Bush was of an era where it was important to recognize who the good guys were and who the bad guys were. Comparing U.S. law enforcement to Nazis while advocating for irresponsible gun policy would have been tough for a guy like Bush to swallow. So he didn’t.

That awareness of good and evil also led Bush to stand in opposition to the regime in Moscow, which at the time restricted peoples’ access to free markets, free press and individual liberties. And while not much has changed in terms of Moscow’s hostility to those ideals, one thing absolutely has changed: Vladimir Putin’s Russia loves America’s NRA.

This is not at all surprising when you look at the past few decades. The NRA is clearly determined to march toward the fringe. How else could the NRA could be so easily played for chumps by a 29-year-old Russian billing herself as a “gun rights activist.” Perhaps Wayne LaPierre, Dana Loesch and company think it’s easier to be nimble if they’re unencumbered by inquiry.

Public support for universal background checks is 96 percent, so naturally the NRA is siding with the remaining 4 percent, because that’s what organizations that cater to the fringe do.

It’s not particularly difficult to guess what Bush must have thought about all of this. I’m sure he was disappointed that he couldn’t rip up his NRA membership card multiple times.

My own military service encompassed Desert Storm, a war that had the unmistakable imprint of the Bush patriarch: prudent strategy, broad international cooperation, rigorous planning and precise execution. And while the word “prudent” was the key word in Dana Carvey’s excellent Bush impersonations, it also describes how the military approaches the use of guns.

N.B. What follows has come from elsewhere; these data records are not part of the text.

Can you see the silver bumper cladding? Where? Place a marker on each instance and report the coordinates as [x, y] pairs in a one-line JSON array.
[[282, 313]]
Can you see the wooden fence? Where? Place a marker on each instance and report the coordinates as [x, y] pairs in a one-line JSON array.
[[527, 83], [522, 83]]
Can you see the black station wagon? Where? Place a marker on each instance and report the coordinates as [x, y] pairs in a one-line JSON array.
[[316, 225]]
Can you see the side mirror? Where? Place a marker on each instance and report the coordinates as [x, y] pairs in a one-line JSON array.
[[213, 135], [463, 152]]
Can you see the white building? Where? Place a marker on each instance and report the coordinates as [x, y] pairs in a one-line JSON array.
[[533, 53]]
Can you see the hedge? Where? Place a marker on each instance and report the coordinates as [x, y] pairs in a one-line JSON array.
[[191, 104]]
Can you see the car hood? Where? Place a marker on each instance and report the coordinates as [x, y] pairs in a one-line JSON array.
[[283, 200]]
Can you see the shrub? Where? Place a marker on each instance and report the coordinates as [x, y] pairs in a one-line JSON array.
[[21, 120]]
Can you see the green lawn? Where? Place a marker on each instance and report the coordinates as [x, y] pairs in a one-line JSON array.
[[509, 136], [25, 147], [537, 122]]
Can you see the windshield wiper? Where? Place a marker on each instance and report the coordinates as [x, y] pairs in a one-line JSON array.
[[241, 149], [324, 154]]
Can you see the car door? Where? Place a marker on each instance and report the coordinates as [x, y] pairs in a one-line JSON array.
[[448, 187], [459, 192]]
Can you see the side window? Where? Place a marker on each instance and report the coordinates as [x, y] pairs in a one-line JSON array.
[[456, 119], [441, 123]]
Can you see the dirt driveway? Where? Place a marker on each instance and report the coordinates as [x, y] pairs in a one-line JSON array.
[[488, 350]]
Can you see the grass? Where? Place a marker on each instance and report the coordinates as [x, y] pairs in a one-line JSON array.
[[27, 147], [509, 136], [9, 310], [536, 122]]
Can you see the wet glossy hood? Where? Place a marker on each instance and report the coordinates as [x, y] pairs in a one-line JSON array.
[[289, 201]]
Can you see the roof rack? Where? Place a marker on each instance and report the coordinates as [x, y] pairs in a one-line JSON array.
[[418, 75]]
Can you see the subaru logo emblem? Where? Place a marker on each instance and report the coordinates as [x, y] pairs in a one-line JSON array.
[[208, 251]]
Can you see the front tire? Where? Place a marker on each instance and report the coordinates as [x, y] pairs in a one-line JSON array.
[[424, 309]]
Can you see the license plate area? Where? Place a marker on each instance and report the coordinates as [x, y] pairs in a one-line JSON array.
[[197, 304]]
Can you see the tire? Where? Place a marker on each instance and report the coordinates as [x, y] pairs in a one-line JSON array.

Today’s NRA is anything but prudent. Public support for universal background checks is 96 percent, so naturally the NRA is siding with the remaining 4 percent, because that’s what organizations that cater to the fringe do.

A lifetime commitment to “duty, honor, country” might seem lofty, but Bush’s life story shows how they can actually serve as a compass for daily decisions and public priorities. The phrase “protecting women from domestic abusers through strengthened background checks” might seem distant and theoretical in the public sphere, but in homes and communities across America it is real and urgent.

The NRA of earlier years wouldn’t have been caught dead defending domestic abusers, cooperating with hostile foreign intelligence agencies, or pushing for handgun sales to teachers in classrooms. Today, what is left of a once-proud organization stands as a warning to any group that loses their bearings.

George H.W. Bush remained true to the values he championed, and he will be well remembered by history for it.